Karenanya pihak kampus meminta orang tua ikut berperan dalam memonitor proses pendidikan anak-anaknya. Apalagi selama ini UMY memberikan akses pada orang tua maba secara online untuk memantau presensi-absensi, pembayaran kampus, hingga nilai anak-anaknya.
"Jadi ini sudah tahun kesebelas umy mengadakan silaturahim dengan orang tua mahasiswa baru. Maksudnya adalah agar orang tua bisa memahami sistem pembelajaran yang kita laksanakan di Kampus ini," papar Rektor UMY, Gunawan Budiyanto disela silaturahmi 2.800 orang tua maba di Yogyakarta, Sabtu (09/09/2023).

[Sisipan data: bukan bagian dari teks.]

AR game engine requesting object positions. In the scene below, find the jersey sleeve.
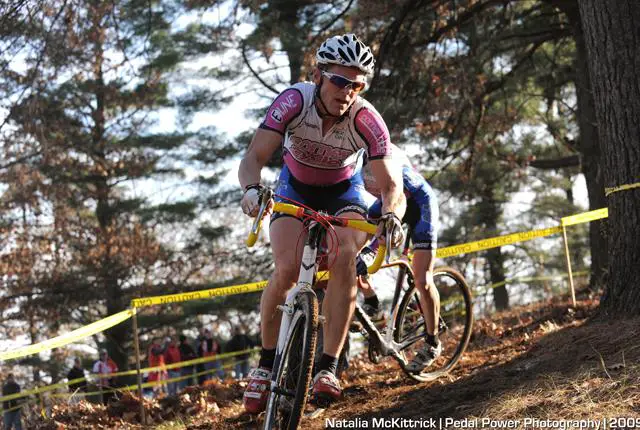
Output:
[260,87,303,135]
[354,107,392,160]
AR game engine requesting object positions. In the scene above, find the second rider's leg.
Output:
[314,212,367,399]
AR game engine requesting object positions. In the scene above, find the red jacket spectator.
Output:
[147,339,167,382]
[164,341,182,370]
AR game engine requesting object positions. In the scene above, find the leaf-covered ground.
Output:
[28,292,640,430]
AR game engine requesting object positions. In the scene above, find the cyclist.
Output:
[238,34,406,413]
[358,144,442,373]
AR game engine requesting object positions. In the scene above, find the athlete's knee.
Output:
[270,264,298,292]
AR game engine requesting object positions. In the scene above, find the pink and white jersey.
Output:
[260,82,391,186]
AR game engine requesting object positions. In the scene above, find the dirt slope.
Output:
[32,299,640,430]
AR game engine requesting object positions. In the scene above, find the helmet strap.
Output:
[315,76,351,120]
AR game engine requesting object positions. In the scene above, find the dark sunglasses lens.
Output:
[329,75,365,93]
[329,75,351,88]
[351,82,366,93]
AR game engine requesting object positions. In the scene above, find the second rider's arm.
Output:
[370,158,407,246]
[238,128,282,216]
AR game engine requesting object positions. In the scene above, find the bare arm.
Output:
[238,128,282,190]
[370,158,407,219]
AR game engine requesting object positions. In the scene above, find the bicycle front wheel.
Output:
[264,290,318,430]
[394,267,473,381]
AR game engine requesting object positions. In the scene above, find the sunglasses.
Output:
[322,70,367,93]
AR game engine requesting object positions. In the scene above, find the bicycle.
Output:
[247,189,389,429]
[354,231,473,382]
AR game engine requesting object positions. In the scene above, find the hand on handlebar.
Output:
[240,184,273,217]
[376,212,404,248]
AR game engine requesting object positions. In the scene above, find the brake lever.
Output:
[251,188,273,235]
[384,220,393,264]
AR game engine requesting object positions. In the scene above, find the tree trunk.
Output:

Menurut Gunawan, orang tua mendapatkan hak untuk mengakses sistem pembelajaran dan keuangan. Dengan demikian mereka bisa mengakses pemanfaatan kiriman uang di UMY.
Baca Juga:Rekonstruksi Mutilasi Mahasiswa UMY, Pelaku Peragakan 49 Adegan di Kamar Kos
"Jadi semua transaksi, pembayaran yang dilakukan mahasiswa di kampus ini akan bisa dilihat oleh orang tua," ujarnya.

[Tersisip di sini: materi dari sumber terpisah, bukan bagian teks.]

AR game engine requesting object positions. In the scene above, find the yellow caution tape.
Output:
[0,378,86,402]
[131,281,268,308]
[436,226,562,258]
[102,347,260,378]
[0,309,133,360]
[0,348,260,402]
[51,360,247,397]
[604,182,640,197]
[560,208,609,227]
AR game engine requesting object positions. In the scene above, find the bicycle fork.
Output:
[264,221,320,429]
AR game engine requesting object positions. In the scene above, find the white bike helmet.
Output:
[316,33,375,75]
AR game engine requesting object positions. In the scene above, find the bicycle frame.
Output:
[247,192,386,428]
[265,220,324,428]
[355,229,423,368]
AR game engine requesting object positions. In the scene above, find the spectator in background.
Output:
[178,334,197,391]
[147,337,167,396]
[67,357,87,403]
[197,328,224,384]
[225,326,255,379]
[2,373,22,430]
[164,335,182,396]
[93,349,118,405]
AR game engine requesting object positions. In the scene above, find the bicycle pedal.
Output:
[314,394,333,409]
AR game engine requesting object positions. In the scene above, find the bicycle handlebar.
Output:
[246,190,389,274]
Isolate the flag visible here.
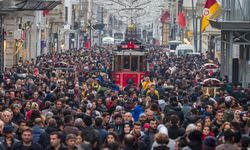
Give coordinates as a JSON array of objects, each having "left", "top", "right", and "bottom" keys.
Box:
[
  {"left": 178, "top": 12, "right": 186, "bottom": 28},
  {"left": 43, "top": 10, "right": 49, "bottom": 17},
  {"left": 201, "top": 0, "right": 222, "bottom": 32},
  {"left": 161, "top": 10, "right": 170, "bottom": 24}
]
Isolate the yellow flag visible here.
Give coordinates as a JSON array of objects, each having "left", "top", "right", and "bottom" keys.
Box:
[{"left": 201, "top": 0, "right": 222, "bottom": 32}]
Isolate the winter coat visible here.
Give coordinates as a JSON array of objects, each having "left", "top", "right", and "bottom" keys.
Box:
[
  {"left": 32, "top": 125, "right": 44, "bottom": 143},
  {"left": 132, "top": 105, "right": 144, "bottom": 122},
  {"left": 12, "top": 142, "right": 43, "bottom": 150}
]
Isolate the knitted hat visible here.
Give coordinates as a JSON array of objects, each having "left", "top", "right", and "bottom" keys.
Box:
[{"left": 203, "top": 136, "right": 216, "bottom": 147}]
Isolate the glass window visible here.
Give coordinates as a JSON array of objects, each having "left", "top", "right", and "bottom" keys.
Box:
[
  {"left": 114, "top": 56, "right": 122, "bottom": 71},
  {"left": 123, "top": 56, "right": 130, "bottom": 69}
]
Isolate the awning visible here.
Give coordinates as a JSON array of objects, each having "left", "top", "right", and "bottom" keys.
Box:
[
  {"left": 209, "top": 20, "right": 250, "bottom": 31},
  {"left": 16, "top": 0, "right": 62, "bottom": 11}
]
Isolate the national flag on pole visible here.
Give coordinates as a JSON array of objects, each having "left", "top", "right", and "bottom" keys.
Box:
[
  {"left": 201, "top": 0, "right": 222, "bottom": 32},
  {"left": 43, "top": 10, "right": 49, "bottom": 17},
  {"left": 161, "top": 10, "right": 170, "bottom": 24},
  {"left": 178, "top": 12, "right": 186, "bottom": 28}
]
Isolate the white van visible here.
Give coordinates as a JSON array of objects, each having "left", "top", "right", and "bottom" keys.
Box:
[{"left": 175, "top": 44, "right": 194, "bottom": 56}]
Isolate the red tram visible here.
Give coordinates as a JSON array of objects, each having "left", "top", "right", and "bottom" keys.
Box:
[{"left": 112, "top": 40, "right": 148, "bottom": 88}]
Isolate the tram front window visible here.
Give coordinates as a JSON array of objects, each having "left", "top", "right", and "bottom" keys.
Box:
[
  {"left": 131, "top": 56, "right": 138, "bottom": 71},
  {"left": 123, "top": 56, "right": 130, "bottom": 69}
]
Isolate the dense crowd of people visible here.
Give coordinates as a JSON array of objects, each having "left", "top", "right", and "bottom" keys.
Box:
[{"left": 0, "top": 47, "right": 250, "bottom": 150}]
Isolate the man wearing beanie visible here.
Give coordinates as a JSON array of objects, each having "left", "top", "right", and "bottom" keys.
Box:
[
  {"left": 82, "top": 116, "right": 101, "bottom": 150},
  {"left": 183, "top": 130, "right": 202, "bottom": 150},
  {"left": 0, "top": 125, "right": 19, "bottom": 150},
  {"left": 216, "top": 129, "right": 239, "bottom": 150},
  {"left": 202, "top": 136, "right": 216, "bottom": 150}
]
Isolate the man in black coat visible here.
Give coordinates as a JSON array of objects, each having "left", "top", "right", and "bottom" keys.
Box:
[{"left": 12, "top": 127, "right": 43, "bottom": 150}]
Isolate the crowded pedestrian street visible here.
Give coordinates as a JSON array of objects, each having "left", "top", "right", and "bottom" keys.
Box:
[{"left": 0, "top": 0, "right": 250, "bottom": 150}]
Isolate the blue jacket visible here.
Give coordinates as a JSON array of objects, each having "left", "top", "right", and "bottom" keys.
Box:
[
  {"left": 32, "top": 125, "right": 45, "bottom": 143},
  {"left": 132, "top": 105, "right": 144, "bottom": 122}
]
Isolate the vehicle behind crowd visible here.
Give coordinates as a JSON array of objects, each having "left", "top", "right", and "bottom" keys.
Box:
[
  {"left": 0, "top": 45, "right": 250, "bottom": 150},
  {"left": 175, "top": 44, "right": 194, "bottom": 56}
]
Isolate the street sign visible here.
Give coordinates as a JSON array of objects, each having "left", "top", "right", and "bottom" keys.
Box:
[{"left": 196, "top": 0, "right": 206, "bottom": 17}]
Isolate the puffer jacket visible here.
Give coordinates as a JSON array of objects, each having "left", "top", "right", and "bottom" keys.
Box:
[{"left": 32, "top": 125, "right": 45, "bottom": 143}]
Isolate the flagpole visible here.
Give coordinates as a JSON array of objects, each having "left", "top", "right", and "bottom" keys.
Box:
[
  {"left": 192, "top": 0, "right": 197, "bottom": 52},
  {"left": 199, "top": 17, "right": 202, "bottom": 53}
]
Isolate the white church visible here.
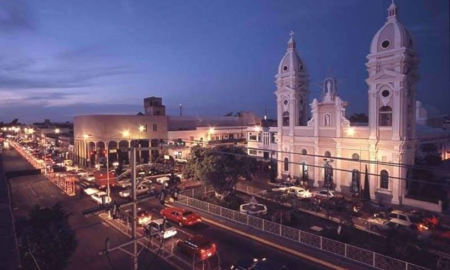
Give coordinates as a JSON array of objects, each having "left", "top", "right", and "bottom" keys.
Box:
[{"left": 247, "top": 3, "right": 450, "bottom": 211}]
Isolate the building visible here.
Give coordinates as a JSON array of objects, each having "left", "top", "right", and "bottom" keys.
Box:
[
  {"left": 73, "top": 97, "right": 260, "bottom": 166},
  {"left": 247, "top": 3, "right": 450, "bottom": 210}
]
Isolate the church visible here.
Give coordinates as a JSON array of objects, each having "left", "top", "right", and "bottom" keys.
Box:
[{"left": 248, "top": 3, "right": 450, "bottom": 211}]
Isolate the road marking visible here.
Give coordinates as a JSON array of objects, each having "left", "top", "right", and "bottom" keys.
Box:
[{"left": 202, "top": 217, "right": 348, "bottom": 270}]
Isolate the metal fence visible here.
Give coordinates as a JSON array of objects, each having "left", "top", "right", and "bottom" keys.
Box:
[{"left": 178, "top": 193, "right": 427, "bottom": 270}]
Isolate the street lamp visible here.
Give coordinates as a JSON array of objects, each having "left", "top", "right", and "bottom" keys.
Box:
[{"left": 323, "top": 158, "right": 334, "bottom": 216}]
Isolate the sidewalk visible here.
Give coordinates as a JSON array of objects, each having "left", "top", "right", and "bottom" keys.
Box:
[
  {"left": 174, "top": 201, "right": 374, "bottom": 270},
  {"left": 0, "top": 150, "right": 18, "bottom": 270}
]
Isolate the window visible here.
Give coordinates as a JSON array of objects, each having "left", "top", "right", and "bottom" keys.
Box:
[
  {"left": 284, "top": 158, "right": 289, "bottom": 172},
  {"left": 283, "top": 112, "right": 289, "bottom": 127},
  {"left": 379, "top": 106, "right": 392, "bottom": 127},
  {"left": 301, "top": 162, "right": 308, "bottom": 181},
  {"left": 350, "top": 170, "right": 361, "bottom": 193},
  {"left": 324, "top": 114, "right": 331, "bottom": 127},
  {"left": 380, "top": 170, "right": 389, "bottom": 189},
  {"left": 323, "top": 163, "right": 333, "bottom": 188}
]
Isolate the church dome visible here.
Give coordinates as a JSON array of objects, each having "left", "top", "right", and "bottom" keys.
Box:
[
  {"left": 278, "top": 32, "right": 305, "bottom": 74},
  {"left": 370, "top": 3, "right": 414, "bottom": 54}
]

Orang tua, lanjut Gunawan juga bisa mengakses nilai dan melihat absensi anaknya. Hal itu bisa terakses melalui KRS ONLINE dengan masuk ke laman krs.umy.ac.id dan memilih login orang tua.
Hal itu sebagai upaya transparansi UMY terhadap orang tua mahasiswa selama proses perkuliahan. Kampus itu tidak ingin masalah serupa terjadi pada maba kedepannya.
"Mereka sudah kita berikan password untuk setiap orang tua. Dengan catatan mahasiswa itu bisa mengakses dan mengubah mata kuliah, jadwal kuliah tapi kalau orang tua hanya bisa melihat," imbuhnya.